Mais, une chose est sûre, si François Hollande ne s’investissait pas souvent dans l’amour de belles Françaises, la Syrie des Assad aurait déjà été rayée de la carte du monde. Il aurait déjà exterminé tous les jihadistes de la partie septentrionale du Mali ; les Séléka et autres anti-Balaka de la Centrafrique ne seraient plus qu’un très mauvais souvenir.

C’est donc en devenant un obstacle à la réalisation de sa politique de normalisation de la gouvernance française et de celle du pré-carré de la France en Afrique que l’amour de François Hollande apparaît comme le péché que ce président devra confesser à son homonyme, le pape François.
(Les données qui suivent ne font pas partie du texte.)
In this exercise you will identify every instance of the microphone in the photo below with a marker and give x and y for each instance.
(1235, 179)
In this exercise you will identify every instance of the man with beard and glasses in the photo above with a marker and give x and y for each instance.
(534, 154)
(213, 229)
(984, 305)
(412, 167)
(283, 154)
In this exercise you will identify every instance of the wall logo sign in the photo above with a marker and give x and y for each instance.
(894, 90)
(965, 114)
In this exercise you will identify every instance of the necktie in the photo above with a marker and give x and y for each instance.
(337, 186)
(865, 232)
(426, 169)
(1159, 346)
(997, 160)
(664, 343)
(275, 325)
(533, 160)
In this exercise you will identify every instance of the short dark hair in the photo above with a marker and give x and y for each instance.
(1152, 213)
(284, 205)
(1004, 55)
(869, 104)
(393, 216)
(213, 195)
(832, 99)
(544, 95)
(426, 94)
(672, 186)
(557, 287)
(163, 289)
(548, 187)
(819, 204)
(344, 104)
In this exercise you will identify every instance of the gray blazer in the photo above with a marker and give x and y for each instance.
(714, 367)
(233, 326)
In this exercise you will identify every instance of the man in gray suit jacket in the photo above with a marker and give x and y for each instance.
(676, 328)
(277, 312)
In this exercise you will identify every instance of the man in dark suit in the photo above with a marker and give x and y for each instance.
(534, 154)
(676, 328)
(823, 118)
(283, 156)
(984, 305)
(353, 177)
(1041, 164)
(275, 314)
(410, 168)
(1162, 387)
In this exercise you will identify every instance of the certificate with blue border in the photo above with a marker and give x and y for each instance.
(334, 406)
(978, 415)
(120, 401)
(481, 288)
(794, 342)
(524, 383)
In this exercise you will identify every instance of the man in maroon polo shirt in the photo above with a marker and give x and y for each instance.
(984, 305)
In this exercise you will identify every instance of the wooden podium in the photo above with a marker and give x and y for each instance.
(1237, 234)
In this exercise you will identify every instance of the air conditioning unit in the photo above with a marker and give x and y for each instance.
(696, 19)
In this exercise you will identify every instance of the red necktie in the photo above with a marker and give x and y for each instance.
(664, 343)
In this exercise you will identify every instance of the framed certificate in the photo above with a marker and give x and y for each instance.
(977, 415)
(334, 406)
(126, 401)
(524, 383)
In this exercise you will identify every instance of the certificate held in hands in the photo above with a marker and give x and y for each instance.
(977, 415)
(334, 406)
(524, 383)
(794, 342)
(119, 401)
En attendant que ce dernier nous explique pourquoi il continue de trouver son homonyme de président fréquentable en dépit de son nomadisme affectif, nous souhaitons que les deux François aient des entretiens à la fois cordiaux et francs sur la question des mœurs, de la protection de l’humanité de l’homme dans l’espace et dans le temps, afin que la paix à laquelle tous les hommes aspirent ne soit pas déterminée par les préventions idéologiques d’un François Hollande ou d’un autre maître des cœurs et du monde.

 

Pr. Lucien AYISSI

Université de Yaoundé I (Cameroun)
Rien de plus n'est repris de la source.